その映画には、見知った道や風景が写っていた。

建物の隙間から見えるスカイツリーも、隅田川に暮れる夕日が望める桜橋も、東京で暮らすようになってからはお馴染みとなった光景だった。

しかし、映画のセリフを借りるならば「この世界は、ほんとはたくさんの世界がある。つながっているようにみえても、つながっていない世界がある」

映画を通して描かれている風景は、自分が生活するなかで何気なく通りがかる場所なのに、映画で描かれている物語は、自分とはつながっていない世界で紡がれていた。

『PERFECT DAYS』という映画を観おえたとき、単調に見える毎日に差し込む小さな光を拠り所にする尊さと、その日々をいつまでも変わらずに続けることの儚さ、その両方の想いが心のなかを漂っていた。

主人公は、東京の渋谷区でトイレの清掃員として働く平山という男。

毎日、同じ時間に起きて、同じような行動をとって働きに出かけ、同じように日々を過ごして寝床につく。

そして、仕事やプライベートにかかわらず、決まった場所へと赴き、顔なじみの人々と会う。平山は無口で、会話はほとんどない。

しかし、決まりきったルーティンをこなしているように見えても、実際のところ、その日常には小さな揺らぎがある。

本を買うときに古本屋のおばさまが添えてくれる一言コメント、浅草駅の地下にある居酒屋の店主が差しだす水割りと「お疲れさん」の言葉、フィルム現像店のおじさんの何の気ないあいづち。

最小限のやりとりで交わされる会話は、決して当たり前のものではなく、平山が少しづつ積み上げてきたからこそ出会えた、その日限りのワンシーンに他ならない。

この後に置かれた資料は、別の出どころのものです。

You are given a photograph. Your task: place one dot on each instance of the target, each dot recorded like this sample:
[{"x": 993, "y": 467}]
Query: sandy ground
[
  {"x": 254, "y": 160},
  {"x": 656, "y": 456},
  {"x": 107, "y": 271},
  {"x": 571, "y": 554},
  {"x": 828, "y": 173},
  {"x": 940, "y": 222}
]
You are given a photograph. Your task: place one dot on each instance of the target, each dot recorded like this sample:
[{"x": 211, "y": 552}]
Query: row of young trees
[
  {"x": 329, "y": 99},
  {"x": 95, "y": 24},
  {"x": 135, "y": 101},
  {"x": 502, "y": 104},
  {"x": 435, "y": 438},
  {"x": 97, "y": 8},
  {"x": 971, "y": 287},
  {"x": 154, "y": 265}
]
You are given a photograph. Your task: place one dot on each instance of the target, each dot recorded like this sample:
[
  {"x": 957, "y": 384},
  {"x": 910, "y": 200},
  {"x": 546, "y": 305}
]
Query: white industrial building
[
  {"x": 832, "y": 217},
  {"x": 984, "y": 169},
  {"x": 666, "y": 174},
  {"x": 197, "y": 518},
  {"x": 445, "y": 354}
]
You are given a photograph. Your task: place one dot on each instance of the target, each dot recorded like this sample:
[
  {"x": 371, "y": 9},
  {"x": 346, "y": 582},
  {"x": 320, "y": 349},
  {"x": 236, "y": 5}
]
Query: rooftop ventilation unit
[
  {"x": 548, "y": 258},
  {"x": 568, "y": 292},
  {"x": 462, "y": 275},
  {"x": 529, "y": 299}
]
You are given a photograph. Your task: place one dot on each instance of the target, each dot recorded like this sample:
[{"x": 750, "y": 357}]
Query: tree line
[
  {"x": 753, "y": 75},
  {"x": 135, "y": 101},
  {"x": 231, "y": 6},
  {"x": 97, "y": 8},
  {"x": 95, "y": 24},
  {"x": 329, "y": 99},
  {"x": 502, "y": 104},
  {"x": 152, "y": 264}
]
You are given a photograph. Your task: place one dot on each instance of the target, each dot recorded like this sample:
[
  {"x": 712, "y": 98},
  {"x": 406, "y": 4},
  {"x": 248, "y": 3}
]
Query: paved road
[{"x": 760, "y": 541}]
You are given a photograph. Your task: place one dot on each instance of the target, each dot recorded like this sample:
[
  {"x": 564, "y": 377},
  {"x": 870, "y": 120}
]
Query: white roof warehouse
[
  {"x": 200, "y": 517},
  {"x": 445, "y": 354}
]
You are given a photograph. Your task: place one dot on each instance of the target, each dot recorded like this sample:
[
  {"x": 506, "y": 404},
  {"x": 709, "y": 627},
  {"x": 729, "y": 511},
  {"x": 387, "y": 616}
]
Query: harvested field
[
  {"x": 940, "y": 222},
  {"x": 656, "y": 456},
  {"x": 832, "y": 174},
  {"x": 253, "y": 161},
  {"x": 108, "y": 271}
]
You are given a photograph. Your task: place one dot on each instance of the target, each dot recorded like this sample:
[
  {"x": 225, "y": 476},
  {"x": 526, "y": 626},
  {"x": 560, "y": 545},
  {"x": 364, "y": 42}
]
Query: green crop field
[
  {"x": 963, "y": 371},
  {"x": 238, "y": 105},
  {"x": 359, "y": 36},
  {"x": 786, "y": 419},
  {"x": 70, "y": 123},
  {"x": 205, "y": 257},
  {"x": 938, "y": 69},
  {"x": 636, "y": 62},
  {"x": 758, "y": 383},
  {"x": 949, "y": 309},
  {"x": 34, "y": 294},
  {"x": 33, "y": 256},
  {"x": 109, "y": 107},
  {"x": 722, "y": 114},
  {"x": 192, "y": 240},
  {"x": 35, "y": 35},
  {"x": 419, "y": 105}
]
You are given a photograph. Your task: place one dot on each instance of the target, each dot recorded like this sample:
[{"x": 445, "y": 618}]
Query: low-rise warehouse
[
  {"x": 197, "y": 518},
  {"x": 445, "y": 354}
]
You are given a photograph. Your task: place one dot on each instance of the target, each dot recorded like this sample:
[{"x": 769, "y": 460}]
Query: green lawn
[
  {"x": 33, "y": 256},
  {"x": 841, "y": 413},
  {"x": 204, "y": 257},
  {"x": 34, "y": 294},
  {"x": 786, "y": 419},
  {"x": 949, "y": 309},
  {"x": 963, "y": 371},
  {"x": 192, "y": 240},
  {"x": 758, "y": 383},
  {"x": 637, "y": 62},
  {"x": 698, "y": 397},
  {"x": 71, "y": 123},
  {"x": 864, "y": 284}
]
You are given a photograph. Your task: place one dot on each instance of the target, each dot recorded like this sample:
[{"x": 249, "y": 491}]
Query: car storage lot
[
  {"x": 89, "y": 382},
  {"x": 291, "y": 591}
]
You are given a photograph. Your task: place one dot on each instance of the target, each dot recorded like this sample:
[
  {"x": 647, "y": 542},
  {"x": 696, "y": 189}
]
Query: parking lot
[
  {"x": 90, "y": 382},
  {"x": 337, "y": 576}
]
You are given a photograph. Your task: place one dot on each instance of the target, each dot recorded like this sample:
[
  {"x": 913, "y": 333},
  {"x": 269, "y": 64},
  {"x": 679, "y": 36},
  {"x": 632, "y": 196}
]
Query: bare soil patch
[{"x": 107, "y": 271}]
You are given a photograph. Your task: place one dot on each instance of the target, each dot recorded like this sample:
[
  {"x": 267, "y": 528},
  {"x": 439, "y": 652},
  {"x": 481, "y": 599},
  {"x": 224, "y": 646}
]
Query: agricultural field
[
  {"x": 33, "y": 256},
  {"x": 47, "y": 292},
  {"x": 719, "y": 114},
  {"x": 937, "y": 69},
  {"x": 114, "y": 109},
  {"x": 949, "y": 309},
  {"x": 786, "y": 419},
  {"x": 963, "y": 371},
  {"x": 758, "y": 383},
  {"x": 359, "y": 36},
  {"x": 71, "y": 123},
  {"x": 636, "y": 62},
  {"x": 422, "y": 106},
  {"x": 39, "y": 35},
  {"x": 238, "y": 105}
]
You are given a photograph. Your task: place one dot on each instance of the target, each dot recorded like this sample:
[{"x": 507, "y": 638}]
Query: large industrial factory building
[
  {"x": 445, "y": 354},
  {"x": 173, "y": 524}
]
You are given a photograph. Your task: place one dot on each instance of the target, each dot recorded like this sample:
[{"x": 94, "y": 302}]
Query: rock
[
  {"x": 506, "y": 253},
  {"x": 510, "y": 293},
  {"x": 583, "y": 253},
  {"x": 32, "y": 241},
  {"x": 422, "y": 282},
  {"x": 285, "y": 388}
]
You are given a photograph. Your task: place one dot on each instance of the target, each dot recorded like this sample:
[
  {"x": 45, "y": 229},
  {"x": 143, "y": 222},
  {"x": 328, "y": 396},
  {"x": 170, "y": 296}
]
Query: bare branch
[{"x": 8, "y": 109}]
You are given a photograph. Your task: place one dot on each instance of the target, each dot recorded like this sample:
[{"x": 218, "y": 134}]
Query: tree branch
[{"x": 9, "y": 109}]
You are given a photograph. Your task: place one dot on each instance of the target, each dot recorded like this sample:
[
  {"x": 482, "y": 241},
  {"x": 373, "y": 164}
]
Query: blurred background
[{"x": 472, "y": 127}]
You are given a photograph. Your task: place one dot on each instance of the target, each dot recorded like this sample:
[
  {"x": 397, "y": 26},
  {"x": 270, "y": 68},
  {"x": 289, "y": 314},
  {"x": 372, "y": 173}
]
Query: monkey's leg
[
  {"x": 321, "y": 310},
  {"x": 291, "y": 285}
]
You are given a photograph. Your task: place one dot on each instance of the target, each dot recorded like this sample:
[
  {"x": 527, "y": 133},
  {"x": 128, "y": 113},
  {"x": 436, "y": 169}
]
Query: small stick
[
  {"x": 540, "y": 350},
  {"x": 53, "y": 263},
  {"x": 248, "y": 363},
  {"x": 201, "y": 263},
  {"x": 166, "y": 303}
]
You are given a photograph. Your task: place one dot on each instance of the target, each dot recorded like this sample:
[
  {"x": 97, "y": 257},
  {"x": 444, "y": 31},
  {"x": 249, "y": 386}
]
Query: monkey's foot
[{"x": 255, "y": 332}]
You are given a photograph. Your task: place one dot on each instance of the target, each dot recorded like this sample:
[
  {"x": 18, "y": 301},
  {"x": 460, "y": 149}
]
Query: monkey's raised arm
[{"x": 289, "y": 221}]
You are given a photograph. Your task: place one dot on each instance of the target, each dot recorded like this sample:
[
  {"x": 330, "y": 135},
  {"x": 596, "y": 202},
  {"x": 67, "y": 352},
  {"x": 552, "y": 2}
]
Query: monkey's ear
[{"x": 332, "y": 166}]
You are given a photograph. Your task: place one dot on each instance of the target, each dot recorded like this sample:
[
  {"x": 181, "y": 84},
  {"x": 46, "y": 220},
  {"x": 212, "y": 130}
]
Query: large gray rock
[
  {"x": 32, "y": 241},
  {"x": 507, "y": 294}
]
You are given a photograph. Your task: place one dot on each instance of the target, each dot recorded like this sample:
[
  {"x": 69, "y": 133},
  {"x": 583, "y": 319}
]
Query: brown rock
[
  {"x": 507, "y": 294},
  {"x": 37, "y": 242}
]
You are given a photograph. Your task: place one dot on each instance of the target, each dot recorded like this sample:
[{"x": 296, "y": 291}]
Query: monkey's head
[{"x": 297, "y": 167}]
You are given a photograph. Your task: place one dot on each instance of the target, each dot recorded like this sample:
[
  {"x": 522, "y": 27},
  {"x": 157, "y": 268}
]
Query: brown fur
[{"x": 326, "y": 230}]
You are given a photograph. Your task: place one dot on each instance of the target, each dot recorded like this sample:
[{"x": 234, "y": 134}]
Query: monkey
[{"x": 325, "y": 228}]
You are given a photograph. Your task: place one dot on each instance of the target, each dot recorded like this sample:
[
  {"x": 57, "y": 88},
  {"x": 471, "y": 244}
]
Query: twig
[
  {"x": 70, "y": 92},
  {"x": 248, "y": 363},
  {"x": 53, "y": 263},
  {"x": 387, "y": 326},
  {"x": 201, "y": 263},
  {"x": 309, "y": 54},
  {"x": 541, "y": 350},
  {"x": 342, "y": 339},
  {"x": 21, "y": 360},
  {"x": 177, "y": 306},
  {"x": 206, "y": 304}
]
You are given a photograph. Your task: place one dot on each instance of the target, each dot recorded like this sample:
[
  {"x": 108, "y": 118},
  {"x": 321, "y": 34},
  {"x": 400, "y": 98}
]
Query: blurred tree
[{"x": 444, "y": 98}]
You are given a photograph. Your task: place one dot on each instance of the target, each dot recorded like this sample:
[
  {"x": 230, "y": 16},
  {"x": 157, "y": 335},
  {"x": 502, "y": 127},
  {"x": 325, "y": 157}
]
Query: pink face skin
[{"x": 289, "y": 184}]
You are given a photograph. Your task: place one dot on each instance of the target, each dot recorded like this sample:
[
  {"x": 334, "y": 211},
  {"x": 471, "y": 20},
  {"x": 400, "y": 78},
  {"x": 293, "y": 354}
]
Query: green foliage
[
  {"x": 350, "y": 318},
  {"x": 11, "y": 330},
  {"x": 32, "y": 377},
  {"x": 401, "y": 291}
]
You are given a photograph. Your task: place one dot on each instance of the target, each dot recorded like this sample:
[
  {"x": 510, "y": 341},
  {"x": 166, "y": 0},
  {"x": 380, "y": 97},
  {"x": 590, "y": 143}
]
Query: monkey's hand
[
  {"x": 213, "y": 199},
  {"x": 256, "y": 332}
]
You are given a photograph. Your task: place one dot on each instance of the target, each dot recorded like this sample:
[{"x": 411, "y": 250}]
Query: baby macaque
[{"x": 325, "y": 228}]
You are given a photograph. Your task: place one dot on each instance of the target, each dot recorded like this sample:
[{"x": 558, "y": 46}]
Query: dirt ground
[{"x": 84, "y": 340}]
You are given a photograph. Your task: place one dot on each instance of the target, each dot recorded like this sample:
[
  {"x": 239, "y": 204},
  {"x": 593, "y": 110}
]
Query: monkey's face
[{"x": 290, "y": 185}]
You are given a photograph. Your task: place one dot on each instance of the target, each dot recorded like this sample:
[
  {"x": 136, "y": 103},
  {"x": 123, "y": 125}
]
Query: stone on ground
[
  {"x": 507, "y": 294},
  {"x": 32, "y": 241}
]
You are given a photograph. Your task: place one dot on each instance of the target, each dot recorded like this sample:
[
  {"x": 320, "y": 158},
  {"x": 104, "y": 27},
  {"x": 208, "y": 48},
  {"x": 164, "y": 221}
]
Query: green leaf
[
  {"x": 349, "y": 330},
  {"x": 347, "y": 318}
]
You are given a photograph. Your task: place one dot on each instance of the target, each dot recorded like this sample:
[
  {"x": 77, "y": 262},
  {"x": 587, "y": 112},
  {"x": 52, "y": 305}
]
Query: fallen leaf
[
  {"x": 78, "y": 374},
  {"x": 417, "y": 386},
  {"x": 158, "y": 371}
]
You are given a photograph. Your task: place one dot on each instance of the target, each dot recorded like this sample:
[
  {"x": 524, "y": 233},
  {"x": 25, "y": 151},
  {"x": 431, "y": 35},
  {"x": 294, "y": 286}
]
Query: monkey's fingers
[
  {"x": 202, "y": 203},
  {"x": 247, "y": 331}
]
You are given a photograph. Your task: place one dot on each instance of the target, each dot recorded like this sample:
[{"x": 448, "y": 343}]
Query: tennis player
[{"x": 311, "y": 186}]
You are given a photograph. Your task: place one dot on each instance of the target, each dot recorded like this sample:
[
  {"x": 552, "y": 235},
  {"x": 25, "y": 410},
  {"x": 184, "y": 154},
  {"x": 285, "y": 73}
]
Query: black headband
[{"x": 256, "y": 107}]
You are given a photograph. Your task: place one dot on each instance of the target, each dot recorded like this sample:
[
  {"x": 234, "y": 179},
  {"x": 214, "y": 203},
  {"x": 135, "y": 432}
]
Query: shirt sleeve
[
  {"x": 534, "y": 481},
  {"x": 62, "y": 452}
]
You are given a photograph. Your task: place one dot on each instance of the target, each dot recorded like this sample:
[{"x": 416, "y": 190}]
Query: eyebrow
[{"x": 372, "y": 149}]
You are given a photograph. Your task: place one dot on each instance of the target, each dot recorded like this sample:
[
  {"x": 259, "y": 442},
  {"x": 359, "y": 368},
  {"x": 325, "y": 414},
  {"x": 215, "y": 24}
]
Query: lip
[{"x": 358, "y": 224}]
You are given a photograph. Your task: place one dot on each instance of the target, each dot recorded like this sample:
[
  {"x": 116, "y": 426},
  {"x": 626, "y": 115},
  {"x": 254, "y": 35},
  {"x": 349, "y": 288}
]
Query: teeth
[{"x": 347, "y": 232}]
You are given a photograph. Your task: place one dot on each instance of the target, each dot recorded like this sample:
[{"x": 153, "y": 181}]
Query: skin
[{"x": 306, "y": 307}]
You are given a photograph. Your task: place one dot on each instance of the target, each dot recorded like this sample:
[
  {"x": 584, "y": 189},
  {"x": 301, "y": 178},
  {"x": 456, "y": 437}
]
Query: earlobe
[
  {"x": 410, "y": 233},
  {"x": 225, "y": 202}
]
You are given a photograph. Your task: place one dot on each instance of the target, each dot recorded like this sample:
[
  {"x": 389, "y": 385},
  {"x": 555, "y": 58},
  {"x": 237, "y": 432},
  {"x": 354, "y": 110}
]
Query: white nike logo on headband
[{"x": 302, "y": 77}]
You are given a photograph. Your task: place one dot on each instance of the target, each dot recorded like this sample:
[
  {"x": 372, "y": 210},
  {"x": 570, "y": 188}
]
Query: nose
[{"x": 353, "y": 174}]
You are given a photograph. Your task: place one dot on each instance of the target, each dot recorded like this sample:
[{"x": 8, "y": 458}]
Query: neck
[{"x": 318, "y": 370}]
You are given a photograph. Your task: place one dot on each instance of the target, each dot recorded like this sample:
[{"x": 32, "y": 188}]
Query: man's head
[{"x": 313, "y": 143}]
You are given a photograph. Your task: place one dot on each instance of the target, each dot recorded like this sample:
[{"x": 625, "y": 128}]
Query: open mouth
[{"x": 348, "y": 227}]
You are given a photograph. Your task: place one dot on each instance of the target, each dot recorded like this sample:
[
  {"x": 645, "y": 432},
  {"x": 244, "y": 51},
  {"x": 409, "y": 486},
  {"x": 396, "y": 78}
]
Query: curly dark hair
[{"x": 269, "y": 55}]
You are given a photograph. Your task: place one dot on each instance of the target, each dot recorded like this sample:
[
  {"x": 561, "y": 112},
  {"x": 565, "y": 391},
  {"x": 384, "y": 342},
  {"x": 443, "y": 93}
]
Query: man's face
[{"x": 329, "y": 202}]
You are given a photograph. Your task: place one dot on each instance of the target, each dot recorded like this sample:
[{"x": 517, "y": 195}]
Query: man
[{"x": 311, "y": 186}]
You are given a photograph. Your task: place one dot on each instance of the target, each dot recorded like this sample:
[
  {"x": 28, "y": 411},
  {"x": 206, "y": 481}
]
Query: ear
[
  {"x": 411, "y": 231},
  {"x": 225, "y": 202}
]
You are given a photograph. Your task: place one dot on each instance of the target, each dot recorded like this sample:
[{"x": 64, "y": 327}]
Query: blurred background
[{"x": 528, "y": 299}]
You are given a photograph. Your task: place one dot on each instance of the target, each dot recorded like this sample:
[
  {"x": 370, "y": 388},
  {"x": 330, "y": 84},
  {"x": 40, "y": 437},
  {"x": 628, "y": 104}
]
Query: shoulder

まったく同じ瞬間を写しとることができない「木漏れ日」のように、目を凝らさなければ気づかないほどのささいな変化が、彼の日々のなかにはあったのだ。

そして、だからこそ平山が淡々と過ごす毎日には、同時に、一瞬で崩れゆく儚さが存在しているように思う。

つい数週間前まで何かが建っていたのに、その場所が空き地になった瞬間、見覚えのあるはずの建物の姿を思い出すことができなくなる。

そんな経験をしたことがある人も多いだろう。

平山が訪れる先々にいる人々とのささやかな交流。
美しさすら感じるほど、整然と行われるルーティン。

こんな日々がずっと続けばいい。
そう、誰もが思ったかもしれない。

しかし、変わらない日々を願っていたとしても、あまりにも唐突に世界は変化してしまう。

それでもなお、そんな刹那的な世界を受け入れることができるだろうか。

静謐で美しい日々にひとたび差し込んだ、異なる色の光と出会った喜びを忘れることができるだろうか。

ふとした想いが頭のなかに浮かぶにつれて、映画にたびたび登場する、渋谷区に点在したオシャレな公衆トイレが、都会に漂っている現実感を薄れさせているように思えてならなかった。

それにしても、オシャレなトイレたちだったな。
聖地巡りしても差しつかえないくらいにはオシャレだった。